Hacker News new | ask | show | jobs
by chriswarbo 1186 days ago
> What’s the escape hatch to bring those into the dev environment?

The function `pkgs.runCommand` is useful if you just want to run some Bash commands https://nixos.org/manual/nixpkgs/stable/#trivial-builder-run...

The main difference compared to running commands in a normal terminal is that builds are sandboxed, with no network access by default:

- If your commands need to download some particular files, you can have Nix fetch them separately (e.g. using `fetchurl`, `fetchGit`, etc.) and provide them to your commands via env vars. See https://nixos.org/manual/nixpkgs/stable/#chap-pkgs-fetchers

- If you don't know what will be downloaded, or there's no way to run in an 'offline' mode, then you can specify hash for the result (making it a "fixed output derivation"). That will give it network access, and Nix will check that the output matches the given hash for reproducibility (you can just make up a random hash to start with; Nix will reject the result, telling you its hash, which you can copy/paste into the definition :) )

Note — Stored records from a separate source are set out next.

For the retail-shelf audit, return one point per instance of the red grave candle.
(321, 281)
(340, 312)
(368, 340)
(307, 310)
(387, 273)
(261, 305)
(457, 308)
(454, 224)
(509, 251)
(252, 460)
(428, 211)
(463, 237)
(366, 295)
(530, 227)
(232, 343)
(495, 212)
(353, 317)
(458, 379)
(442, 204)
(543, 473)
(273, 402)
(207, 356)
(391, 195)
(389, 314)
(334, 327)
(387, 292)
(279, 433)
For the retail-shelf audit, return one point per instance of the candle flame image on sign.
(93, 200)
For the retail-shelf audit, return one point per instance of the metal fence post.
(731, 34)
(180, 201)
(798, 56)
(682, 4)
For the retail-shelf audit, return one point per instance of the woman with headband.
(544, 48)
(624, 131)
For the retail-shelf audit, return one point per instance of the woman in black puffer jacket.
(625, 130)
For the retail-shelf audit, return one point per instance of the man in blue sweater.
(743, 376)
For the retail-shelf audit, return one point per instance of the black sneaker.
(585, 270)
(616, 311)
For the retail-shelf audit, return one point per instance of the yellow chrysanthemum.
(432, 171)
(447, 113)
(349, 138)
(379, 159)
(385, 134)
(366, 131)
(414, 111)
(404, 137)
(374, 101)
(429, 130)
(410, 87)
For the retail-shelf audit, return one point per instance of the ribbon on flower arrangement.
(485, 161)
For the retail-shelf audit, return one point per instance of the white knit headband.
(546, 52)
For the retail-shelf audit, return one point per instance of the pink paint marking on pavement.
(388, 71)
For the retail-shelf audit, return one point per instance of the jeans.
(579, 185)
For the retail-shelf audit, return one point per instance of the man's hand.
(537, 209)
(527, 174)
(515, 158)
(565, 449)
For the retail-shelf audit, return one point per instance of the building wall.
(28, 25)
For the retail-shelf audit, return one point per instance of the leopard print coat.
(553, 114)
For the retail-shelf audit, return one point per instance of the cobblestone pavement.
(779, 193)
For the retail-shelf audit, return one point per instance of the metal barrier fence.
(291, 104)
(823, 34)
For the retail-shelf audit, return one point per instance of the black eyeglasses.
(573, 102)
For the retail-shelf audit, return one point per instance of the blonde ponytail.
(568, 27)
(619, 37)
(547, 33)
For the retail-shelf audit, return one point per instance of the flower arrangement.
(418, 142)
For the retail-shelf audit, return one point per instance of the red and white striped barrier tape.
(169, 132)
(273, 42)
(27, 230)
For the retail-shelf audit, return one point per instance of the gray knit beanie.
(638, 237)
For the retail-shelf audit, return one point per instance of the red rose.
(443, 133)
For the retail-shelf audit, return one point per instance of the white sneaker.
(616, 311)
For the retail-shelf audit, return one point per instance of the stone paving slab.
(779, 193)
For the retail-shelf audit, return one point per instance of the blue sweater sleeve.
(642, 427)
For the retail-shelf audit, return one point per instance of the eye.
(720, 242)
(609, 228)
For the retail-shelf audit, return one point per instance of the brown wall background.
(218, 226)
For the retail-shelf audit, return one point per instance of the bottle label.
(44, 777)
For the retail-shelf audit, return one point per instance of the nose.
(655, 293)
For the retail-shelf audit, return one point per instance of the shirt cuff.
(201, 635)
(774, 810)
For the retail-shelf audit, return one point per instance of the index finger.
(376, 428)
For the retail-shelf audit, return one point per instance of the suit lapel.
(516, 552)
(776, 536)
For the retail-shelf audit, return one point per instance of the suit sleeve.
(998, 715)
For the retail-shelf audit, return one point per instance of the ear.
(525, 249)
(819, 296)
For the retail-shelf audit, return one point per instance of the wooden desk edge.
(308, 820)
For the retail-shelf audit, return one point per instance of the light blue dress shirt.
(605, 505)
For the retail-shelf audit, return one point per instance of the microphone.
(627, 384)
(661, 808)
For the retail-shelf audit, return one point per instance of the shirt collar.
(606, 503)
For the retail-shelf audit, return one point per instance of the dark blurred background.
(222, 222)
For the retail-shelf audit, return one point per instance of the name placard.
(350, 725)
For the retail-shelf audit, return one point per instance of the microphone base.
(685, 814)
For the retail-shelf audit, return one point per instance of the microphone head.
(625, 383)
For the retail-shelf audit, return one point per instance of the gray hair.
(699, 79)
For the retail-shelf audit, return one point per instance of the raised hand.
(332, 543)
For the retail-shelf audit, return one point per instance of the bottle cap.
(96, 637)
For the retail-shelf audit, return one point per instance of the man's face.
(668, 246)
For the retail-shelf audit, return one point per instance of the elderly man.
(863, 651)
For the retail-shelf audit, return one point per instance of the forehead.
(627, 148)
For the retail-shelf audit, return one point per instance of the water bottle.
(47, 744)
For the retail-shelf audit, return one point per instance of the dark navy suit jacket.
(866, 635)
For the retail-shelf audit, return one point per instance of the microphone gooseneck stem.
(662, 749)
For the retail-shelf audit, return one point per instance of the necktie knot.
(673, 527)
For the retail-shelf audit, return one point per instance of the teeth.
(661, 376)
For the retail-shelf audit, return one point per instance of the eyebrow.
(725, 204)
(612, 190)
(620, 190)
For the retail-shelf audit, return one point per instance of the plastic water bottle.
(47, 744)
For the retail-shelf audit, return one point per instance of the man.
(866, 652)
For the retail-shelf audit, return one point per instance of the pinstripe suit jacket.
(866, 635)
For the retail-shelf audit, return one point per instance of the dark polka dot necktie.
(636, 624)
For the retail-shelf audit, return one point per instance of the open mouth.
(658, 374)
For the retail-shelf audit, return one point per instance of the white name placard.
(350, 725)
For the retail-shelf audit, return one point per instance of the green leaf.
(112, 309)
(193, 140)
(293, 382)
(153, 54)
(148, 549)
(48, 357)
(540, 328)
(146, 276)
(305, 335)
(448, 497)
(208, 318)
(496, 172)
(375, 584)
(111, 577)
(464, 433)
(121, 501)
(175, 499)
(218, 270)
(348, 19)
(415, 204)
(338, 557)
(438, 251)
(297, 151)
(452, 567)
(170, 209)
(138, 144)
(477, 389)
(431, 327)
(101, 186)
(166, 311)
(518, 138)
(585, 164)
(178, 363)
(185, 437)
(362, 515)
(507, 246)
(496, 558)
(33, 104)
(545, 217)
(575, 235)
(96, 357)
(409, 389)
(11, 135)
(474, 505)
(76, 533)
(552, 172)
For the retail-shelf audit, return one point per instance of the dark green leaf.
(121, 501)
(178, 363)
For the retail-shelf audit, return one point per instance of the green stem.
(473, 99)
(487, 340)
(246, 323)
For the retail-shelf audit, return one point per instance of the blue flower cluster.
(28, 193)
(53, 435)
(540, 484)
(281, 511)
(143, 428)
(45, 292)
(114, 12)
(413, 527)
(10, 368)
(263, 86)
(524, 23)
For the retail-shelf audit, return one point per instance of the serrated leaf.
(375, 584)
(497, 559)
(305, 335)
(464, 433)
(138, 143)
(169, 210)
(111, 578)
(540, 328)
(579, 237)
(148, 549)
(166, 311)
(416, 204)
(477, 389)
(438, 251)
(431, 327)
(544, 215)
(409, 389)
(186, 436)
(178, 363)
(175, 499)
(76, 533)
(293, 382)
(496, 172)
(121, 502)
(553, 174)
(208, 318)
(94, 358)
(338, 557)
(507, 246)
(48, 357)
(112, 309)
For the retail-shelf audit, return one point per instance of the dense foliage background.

The reasons I like this approach include:

- Bash is familiar/traditional and mostly-compatible with e.g. official install instructions provided by many projects, Stack Overflow answers, blog posts and tutorials, etc.

- Powerful/unrestricted, in case we need to do some fiddling between some steps

- Nix often reveals problems with those familiar/traditional instructions; e.g. if some deeply-nested part of an installer happens to run Python, it will fail if Python wasn't explicitly listed in its dependencies (AKA `buildInputs`). Revealing and fixing such things up-front avoids the "works on my machine" problem.

- Bash commands are often tedious and inflexible; so after writing a few of these we may find ourselves wanting more structure, more reusable parts, etc. which is exactly what the helper functions in Nixpkgs provide (like `pkgs.stdenv.mkDerivation`, `pkgs.pythonPackages.buildPythonApplication`, etc.). In contrastt, starting off with those helper functions can seem overwhelming, and the benefits may be hard to appreciate immediately.